De specifieke behoeften van een cel voor de zeer aanpasbare vacuole hangen af van de taak van die cel en over de omgevingsomstandigheden in de plant of het dierlijk lichaam op elk willekeurig moment. Enkele van deze vacuole-functies zijn:

  • Water opslaan
  • Een barrière bieden voor stoffen die van de rest van de cel moeten worden gescheiden
  • Verwijderen, vernietigen of opslag van giftige stoffen of afvalproducten om de rest van de cel te beschermen
  • Onjuist gevouwen eiwitten uit de cel verwijderen

    De rol van de Vacuole in plantencellen

    Planten maken gebruik van vacuolen anders dan dieren of andere organismen. De unieke functies van vacuolen in plantencellen helpen planten veel dingen te doen, zoals omhoog groeien op stevige stengels, zich naar zonlicht uitstrekken en er energie uit verkrijgen, en zichzelf beschermen tegen roofdieren en droogtes.

    Plantencellen bevatten vaak een grote vacuole die meer ruimte in de cel vult dan elke andere organel. De plantencel-vacuole bestaat uit de tonoplast, die een zak vormt rond een vloeistof genaamd celsap
    . Celsap bevat water en een aantal andere stoffen. Deze kunnen zijn:

  • Zouten
  • Enzymen
  • Suikers en andere koolhydraten
  • Lipiden
  • Ionen

    Het celsap kan ook gifstoffen bevatten die de vacuole heeft helpen verwijderen uit de rest van de cel. Deze gifstoffen kunnen voor sommige planten als zelfverdedigingsmechanisme werken tegen herbivoren.

    De concentratie van ionen in het celsap is een nuttig hulpmiddel om water via osmose in en uit de vacuole te verplaatsen. Als de ionenconcentratie hoger is in de vacuole, beweegt water door de tonoplast in de vacuole. Als de ionenconcentratie hoger is in het cytoplasma buiten de vacuole, beweegt water uit de vacuole. De vacuole vergroot of krimpt wanneer water erin of eruit stroomt.

    Het proces van osmose om de grootte van de vacuole te beheren resulteert in een gewenste hoeveelheid interne druk op de celwand. Dit staat bekend als turgordruk
    en het stabiliseert de cel en verhoogt de structuur van de plant. Het verhogen van de turgordruk van de vacuole kan ook helpen de cel te stabiliseren tijdens perioden van celgroei. De grote vacuole dient ook de functie van het handhaven van de celstructuur, door andere organellen in hun optimale locaties in de cel te verdringen.
    De rol van de Vacuole in dierlijke cellen

    Terwijl vacuolen van planten gemakkelijk te identificeren zijn vanwege de grote hoeveelheid ruimte die ze in de cel innemen, dierencellen zouden niet profiteren van een grote centrale vacuole. Dit is met name het geval omdat dierlijke cellen geen celwand hebben om tegendruk te leveren aan de turgordruk van een grote vacuole, en de dierlijke cellen zouden uiteindelijk barsten. Dierlijke cellen hebben mogelijk geen vacuolen, of ze kunnen verschillende vacuolen hebben, afhankelijk van de functie en de behoeften van de cel.

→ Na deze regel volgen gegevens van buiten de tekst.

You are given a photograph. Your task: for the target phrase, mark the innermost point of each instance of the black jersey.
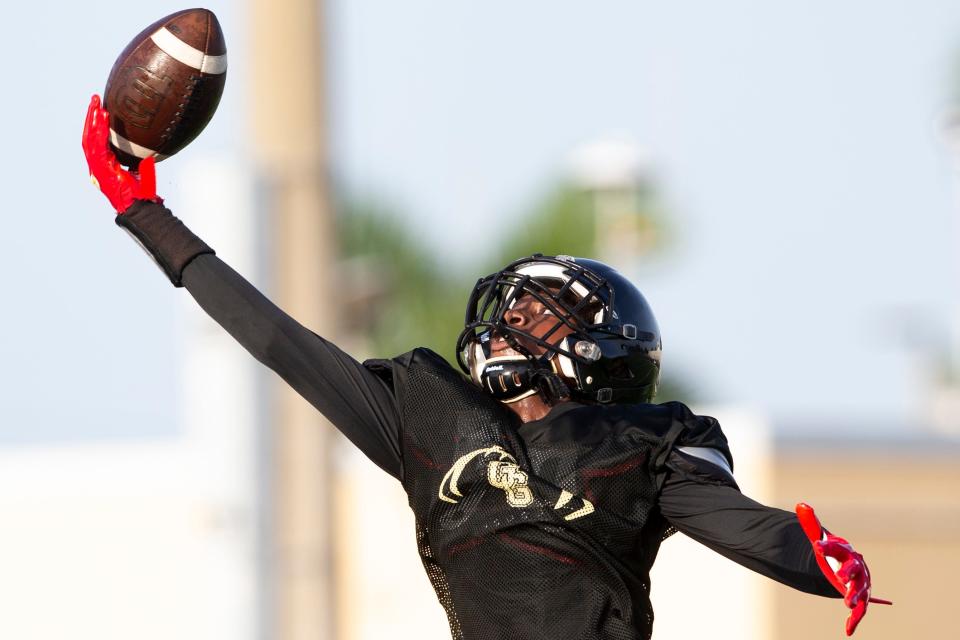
(539, 530)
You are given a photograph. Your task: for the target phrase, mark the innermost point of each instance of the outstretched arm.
(705, 504)
(702, 500)
(353, 398)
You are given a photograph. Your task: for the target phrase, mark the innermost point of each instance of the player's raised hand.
(848, 572)
(120, 186)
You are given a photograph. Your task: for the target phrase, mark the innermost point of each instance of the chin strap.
(550, 386)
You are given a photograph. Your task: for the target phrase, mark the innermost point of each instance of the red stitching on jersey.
(526, 546)
(464, 546)
(623, 467)
(422, 457)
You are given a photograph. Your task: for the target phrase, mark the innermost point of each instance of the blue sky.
(800, 149)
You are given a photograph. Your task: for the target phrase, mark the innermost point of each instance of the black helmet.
(612, 354)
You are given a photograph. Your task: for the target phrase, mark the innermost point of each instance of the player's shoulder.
(666, 418)
(395, 371)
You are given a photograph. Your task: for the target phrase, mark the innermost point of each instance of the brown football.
(165, 86)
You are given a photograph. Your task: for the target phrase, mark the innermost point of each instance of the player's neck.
(531, 408)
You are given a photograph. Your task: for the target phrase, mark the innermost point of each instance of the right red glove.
(120, 186)
(852, 578)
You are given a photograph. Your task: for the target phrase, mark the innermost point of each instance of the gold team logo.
(504, 473)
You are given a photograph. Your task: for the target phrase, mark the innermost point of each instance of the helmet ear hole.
(620, 370)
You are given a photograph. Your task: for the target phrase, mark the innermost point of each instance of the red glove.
(852, 578)
(120, 186)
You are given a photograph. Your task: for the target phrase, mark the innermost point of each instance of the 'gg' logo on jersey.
(513, 481)
(502, 473)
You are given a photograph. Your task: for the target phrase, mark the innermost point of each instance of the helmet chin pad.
(507, 378)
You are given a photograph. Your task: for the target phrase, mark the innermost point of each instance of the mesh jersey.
(542, 530)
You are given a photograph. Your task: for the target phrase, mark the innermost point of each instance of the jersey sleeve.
(701, 499)
(360, 403)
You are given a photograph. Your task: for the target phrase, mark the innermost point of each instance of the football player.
(544, 482)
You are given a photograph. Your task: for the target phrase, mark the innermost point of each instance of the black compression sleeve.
(764, 539)
(168, 241)
(360, 404)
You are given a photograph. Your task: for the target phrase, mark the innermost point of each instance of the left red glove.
(851, 577)
(120, 186)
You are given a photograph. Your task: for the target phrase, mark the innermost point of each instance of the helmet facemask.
(603, 347)
(574, 296)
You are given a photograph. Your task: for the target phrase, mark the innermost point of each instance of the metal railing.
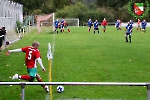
(22, 84)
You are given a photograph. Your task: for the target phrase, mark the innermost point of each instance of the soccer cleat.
(15, 77)
(46, 88)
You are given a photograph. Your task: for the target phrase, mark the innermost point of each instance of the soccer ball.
(60, 89)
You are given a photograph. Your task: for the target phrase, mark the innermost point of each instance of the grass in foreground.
(81, 56)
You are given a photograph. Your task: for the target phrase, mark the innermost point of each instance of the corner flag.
(49, 53)
(49, 56)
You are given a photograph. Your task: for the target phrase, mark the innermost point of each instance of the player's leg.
(39, 79)
(94, 30)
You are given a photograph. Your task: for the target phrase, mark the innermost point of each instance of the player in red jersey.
(31, 58)
(104, 24)
(139, 24)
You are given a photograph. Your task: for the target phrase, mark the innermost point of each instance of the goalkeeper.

    In plaats van als structurele elementen te werken, zijn vacuolen in dierlijke cellen klein en brengen ze het grootste deel van hun tijd door met het transporteren naar en uit de cel voor verschillende organische materialen. De vacuolen bieden twee soorten transport: exocytose
    en endocytose
    .

    Exocytose is de methode waarmee vacuolen materialen uit de cel verplaatsen. Deze materialen zijn vaak ongewenste materialen zoals afval, of moleculen die bestemd zijn voor andere cellen of de extracellulaire vloeistof. Tijdens exocytose bereiden vacuolen enkele moleculen voor om signalen af te geven die door andere cellen worden ontvangen, waardoor die moleculen worden opgehaald.

    Endocytose is het omgekeerde proces van exocytose, waarbij vacuolen helpen om organisch materiaal in de dierlijke cel te brengen . In het geval van signaalmoleculen die zijn verpakt en vrijgegeven door de vacuole van een cel, kan een vacuole van een andere cel het molecuul ontvangen en in de cel brengen.

    Endocytose is een belangrijke functie voor de vacuole in dierlijke cellen omdat het bijdraagt aan de immuniteit tegen besmettelijke ziekten. Vacuolen kunnen bacteriën en andere microben in cellen brengen terwijl de rest van de cel veilig blijft. In de vacuole werken enzymen bij het afbreken van de gevaarlijke ziekteverwekkers.

    Vacuolen beschermen dieren ook op dezelfde manier tegen ziekten en gevaar door potentiële voedsel- en andere toxines af te breken, waarbij de barrière van de tonoplast de beledigende moleculen uit de rest van de cel.